6. Moving on to the doctrine of the Church (800-1006). This review is already getting too long so I shall abbreviate. Basically, Culver covers all the permutations of the concept “Church” that have been advanced historically. He shows that the NT does not prescribe a single form of church polity, although it does require a regenerate membership and a properly understood congregational system. Baptism is for believers. The Church is not “spiritual Israel” (823), though Culver is no longer a dispensationalist. His chapter on Church Unity is wise and sane. Even while disagreeing sometimes, the whole section is excellent.
7. Finally, we come to Eschatology (1008-1156), which begins with an interesting introductory chapter in which Culver lays out his broad understanding of the Last Things. He is clearly an ardent premillenarian, who sees like some before him (e.g. C. Larkin), not a complete annihilation of the present cosmos, but a radical renovation of the created order, to be brought about at the Second Advent. This is a marginal position, and he does not press it, but it is worth looking in to.

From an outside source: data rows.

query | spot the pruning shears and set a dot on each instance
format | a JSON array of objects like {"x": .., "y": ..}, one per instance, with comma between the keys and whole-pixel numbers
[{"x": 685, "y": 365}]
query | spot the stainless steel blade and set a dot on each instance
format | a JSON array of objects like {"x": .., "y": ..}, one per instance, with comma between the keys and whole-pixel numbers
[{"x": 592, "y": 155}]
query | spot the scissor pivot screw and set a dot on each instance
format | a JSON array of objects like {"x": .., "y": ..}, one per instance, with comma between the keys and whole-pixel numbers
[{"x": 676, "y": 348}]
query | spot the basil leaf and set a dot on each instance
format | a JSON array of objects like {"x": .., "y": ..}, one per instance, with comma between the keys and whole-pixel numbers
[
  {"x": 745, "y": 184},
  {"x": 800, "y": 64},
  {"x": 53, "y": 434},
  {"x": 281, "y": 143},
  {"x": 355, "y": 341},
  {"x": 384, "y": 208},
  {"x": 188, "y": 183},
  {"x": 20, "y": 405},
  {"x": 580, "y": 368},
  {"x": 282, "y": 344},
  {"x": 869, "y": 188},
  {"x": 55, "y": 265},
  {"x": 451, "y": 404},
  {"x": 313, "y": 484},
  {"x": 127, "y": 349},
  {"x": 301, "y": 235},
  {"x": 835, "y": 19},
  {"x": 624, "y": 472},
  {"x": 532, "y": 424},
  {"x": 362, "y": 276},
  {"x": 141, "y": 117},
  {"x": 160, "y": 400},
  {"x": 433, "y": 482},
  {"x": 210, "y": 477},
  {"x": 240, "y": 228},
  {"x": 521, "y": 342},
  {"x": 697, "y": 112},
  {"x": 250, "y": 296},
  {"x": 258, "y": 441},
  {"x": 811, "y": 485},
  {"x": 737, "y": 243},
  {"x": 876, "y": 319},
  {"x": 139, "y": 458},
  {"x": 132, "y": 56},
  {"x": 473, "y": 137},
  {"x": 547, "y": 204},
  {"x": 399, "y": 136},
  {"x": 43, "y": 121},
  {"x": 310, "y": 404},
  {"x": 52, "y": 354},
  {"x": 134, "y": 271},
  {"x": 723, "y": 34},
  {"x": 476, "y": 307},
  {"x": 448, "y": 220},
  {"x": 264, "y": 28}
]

There follow solid chapters on what is often called “Personal Eschatology” – including good use of J.A. Schep’s work showing among other things that the NT concept of resurrection is always physical, never spiritual. A very good chapter on future judgment comes next, followed by chapters on (literal) Hell and Heaven.
On the Second Coming itself the writer is sure of the truth of an earthly millennial reign of Christ, but he is less sure of the certainty of a pre-tribulational rapture of the Church (he does think it is a possibility – 1130). In fact he omits any detailed discussion of the rapture (he doesn’t like the term) from his treatment. I find his discussion illuminating if not altogether convincing. The volume is finished off well with complete bibliography and indices.
As a “front line” text this massive volume can function very well because the author interacts with many different positions while not fighting shy of declaring his own. I personally would place it higher than Grudem’s less intimidating work because of its thoroughness, both in historical detail and in topics covered. But that is my opinion. In any case, I would certainly recommend Robert Culver’s book to all students of Systematic Theology. As a reference work it is hard to beat.
Thanks to Chris Poe for nudging me to write this piece.